Place -XX:+HeapDumpOnOutOfMemoryError into you JVM startup parameters, just in case
take use jmap on the running JVM (jmap -histo <pid>) under load
Analyize the metrics (jmap -histo out put, or have jhat look at your heap dump). It very well may be that your out of memory is coming from somewhere unexpected.
There are of course other tools out there, but jmap & jhat come with Java 5+ 'out of the box'
I've considered writing the file to a local temp drive and then spawning another thread to handle the streaming so that the tomcat servlet thread can be re-used. This seems like it would be io heavy.
Ah, I don't think you can't do that. And even if you could, it sounds dubious. The tomcat thread that is managing the connection needs to in control. If you are experiencing thread starvation then increase the number of available threads in ./conf/server.xml. Again, metrics are the way to detect this--don't just guess.

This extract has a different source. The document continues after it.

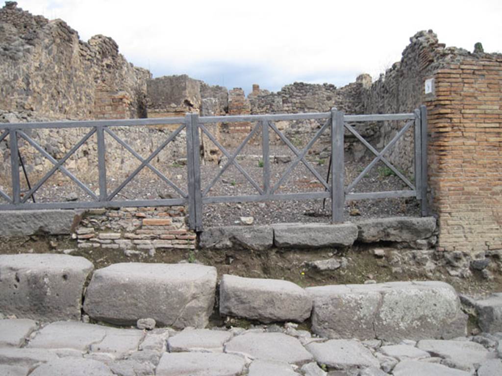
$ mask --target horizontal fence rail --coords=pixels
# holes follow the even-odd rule
[[[299,148],[278,128],[276,122],[316,120],[322,121],[322,125],[302,148]],[[387,145],[379,151],[373,147],[359,134],[351,123],[359,122],[376,122],[387,121],[404,121],[406,124]],[[254,123],[251,131],[233,152],[230,152],[221,144],[217,138],[211,133],[206,125],[221,122],[247,122]],[[158,147],[149,156],[143,158],[132,147],[112,131],[110,127],[132,127],[162,125],[179,125],[174,131],[160,141]],[[0,142],[9,137],[11,164],[12,195],[0,190],[0,197],[7,202],[0,204],[0,210],[26,210],[44,209],[76,209],[119,208],[141,206],[162,206],[170,205],[188,205],[190,227],[200,230],[202,228],[202,207],[205,204],[217,203],[256,202],[272,200],[300,200],[326,199],[331,200],[331,221],[340,222],[343,220],[343,210],[345,202],[348,200],[385,199],[390,198],[415,197],[421,203],[422,215],[427,214],[427,113],[425,106],[421,106],[413,113],[389,114],[344,115],[336,108],[328,112],[302,114],[279,114],[249,115],[228,116],[199,117],[197,114],[187,114],[184,117],[138,119],[132,120],[92,120],[84,121],[58,121],[28,123],[9,123],[0,125]],[[88,131],[73,146],[62,158],[56,159],[30,136],[27,131],[41,129],[89,128]],[[404,174],[392,164],[385,157],[385,154],[410,129],[413,130],[414,139],[414,181],[410,181]],[[319,172],[307,160],[306,156],[309,150],[319,138],[330,132],[331,155],[329,174],[327,179],[321,176]],[[187,177],[187,186],[178,186],[166,176],[152,162],[164,148],[184,131],[186,133],[186,152]],[[262,159],[263,162],[263,179],[256,181],[250,174],[238,163],[237,156],[254,137],[261,131]],[[368,164],[353,181],[345,187],[344,176],[344,134],[348,131],[374,155]],[[274,184],[272,184],[270,166],[271,133],[284,143],[293,154],[291,163]],[[83,182],[76,177],[64,167],[64,164],[75,152],[95,134],[97,139],[97,164],[98,171],[98,191],[91,190]],[[115,142],[131,153],[134,158],[140,162],[125,179],[112,192],[109,192],[107,184],[107,167],[105,158],[106,142],[105,135],[111,137]],[[205,186],[201,186],[200,155],[201,136],[207,137],[226,158],[226,161],[218,173]],[[19,144],[20,140],[27,142],[42,156],[48,159],[52,167],[41,179],[22,195]],[[379,162],[386,166],[399,177],[409,190],[378,192],[353,193],[351,191],[361,179]],[[321,192],[298,193],[279,193],[277,191],[287,181],[293,170],[299,165],[303,165],[315,177],[324,189]],[[221,176],[229,167],[233,166],[243,175],[256,191],[254,195],[239,196],[209,196],[208,194]],[[24,168],[24,166],[23,166]],[[144,168],[154,173],[167,186],[179,195],[179,198],[158,200],[116,200],[117,195]],[[56,171],[59,171],[69,177],[91,199],[90,201],[74,202],[51,202],[36,203],[33,200],[35,194]],[[331,176],[329,181],[329,175]],[[12,196],[12,197],[11,197]],[[30,199],[33,203],[29,202]]]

Question: Are you also running on EC2? What are your tomcat's JVM start up parameters?
You have to check two things:
Are you closing the stream? Very important
Maybe you're giving stream connections "for free". The stream is not large, but many many streams at the same time can steal all your memory. Create a pool so that you cannot have a certain number of streams running at the same time
In addition to what John suggested, you should repeatedly flush the output stream. Depending on your web container, it is possible that it caches parts or even all of your output and flushes it at-once (for example, to calculate the Content-Length header). That would burn quite a bit of memory.
If you can structure your files so that the static files are separate and in their own bucket, the fastest performance today can likely be achieved by using the Amazon S3 CDN, CloudFront.